After an initial slump in sales of a few models, the sector eventually ended the year growing by 14 percent
Immediately after the implementation of the Goods and Services Tax (GST) in July last year, the auto sector seemed to be buckling under the new system.
By October, passenger car sales were down 5.3 percent compared to the same month in 2016. Sales of hybrid cars slumped by 30 percent following a 13-20 percent hike in taxes as they were clubbed with luxury cars under GST. Sales of mid-size cars like Honda City fell 32 percent while Maruti Ciaz sales dipped 35 percent after cess was increased by 2 percent to 45 percent.
The GST itself was cheaper than the aggregate tax (VAT + excise duty) imposed earlier, which ranged from 30 percent to 40 percent varying from state to state and type of vehicle. But the 1-15 percent cess imposed over and above the GST led to a demand correction in cars and sports utility vehicles
However, the automotive sector still rebounded by the end the year with a growth of 14 percent last year.

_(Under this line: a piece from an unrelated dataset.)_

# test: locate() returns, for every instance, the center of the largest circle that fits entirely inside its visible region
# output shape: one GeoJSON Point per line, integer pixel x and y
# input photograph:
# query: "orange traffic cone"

The boost primarily came from continued demand for sports utility vehicles (SUV) and commercial vehicles, both growing by about 20 percent.
For vehicle and auto parts manufacturers and their business partners, including raw material providers, smaller auto ancillary makers, sub-dealers and logistics providers, the switch to GST did pose some initial hiccups during the first three months.

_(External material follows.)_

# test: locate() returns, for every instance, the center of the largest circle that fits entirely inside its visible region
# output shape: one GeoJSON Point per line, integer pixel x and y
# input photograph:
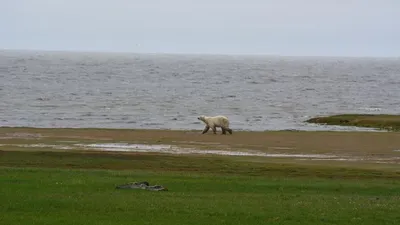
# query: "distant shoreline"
{"type": "Point", "coordinates": [378, 121]}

These challenges pertained to filing of multiple returns in a month, blockages in working capital, technical issues with the process of filing it online and lack of aid from government agencies to help taxpayers file returns. Setting up of application service providers (ASP), however, helped entrepreneurs complete GST compliance in the easiest way.
Speaking to Moneycontrol, R C Bhargava, chairman of Maruti Suzuki, said, “We have had no problem right from the beginning till now. The transition to GST has been very smooth. As we go along, there are issues which needs to be smoothened out for improvement."
But not everyone had a similar experience.
While GST meant simplification of taxes as there was now only one tax to pay, it also brought about an increase in tax payout for tyre manufacturers by three percentage points.
Kumar Subbiah, chief financial officer, Ceat, said, "GST was a big challenge for many small dealers whose turnover was in the range of Rs 75 lakh. For a period of time, our sales got impacted in the month because many went in for GST registration at the last moment. From an average 24.5-25 percent VAT and excise duty earlier, it became 28 percent after GST. The GSTN server does not provide all the details, many such things we are doing manually."
There is a silver line though. GST has checked tyre importers who were escaping VAT payment but are now brought into the tax net. “It has brought some level playing field since GST is charged at the time of import, thus making it difficult for them to escape that," added Subbiah.
The logistics sector became one of the biggest beneficiaries of the GST rollout. With check-posts removed, truckers were able to deliver goods faster leading to quicker turnaround time.
As per CRISIL Research, trucks are plying an average 25 km more every day or around 325 km per day.
But that is still 20 percent lesser than the 400 km per day estimated before implementation of GST. An average truck in the United States runs 800 km per day.
GST also facilitated faster rollout of the E-way bill, which is an electronically generated document required under the GST regime for the movement of goods for a consignment value of more than Rs 50,000.
Vibhor Mittal, Head – Structured Finance Ratings, ICRA, said, "While these are still early days, the collection efficiency of 95 percent observed in the month of April 2018 indicates that there are no visible signs of any material disruption in the earnings of the truckers. In fact, the collection efficiency is almost 400 bps higher than what was seen in April 2017.”GST is expected to be a long-term positive for the transportation and logistics sector with consolidation of warehouses resulting in improved load availability and drop in vehicle transit time. Strong collections observed of around 98 percent in the second half of fiscal 2018 demonstrate that the borrowers have been largely able to adapt to the new tax regime, added the agency.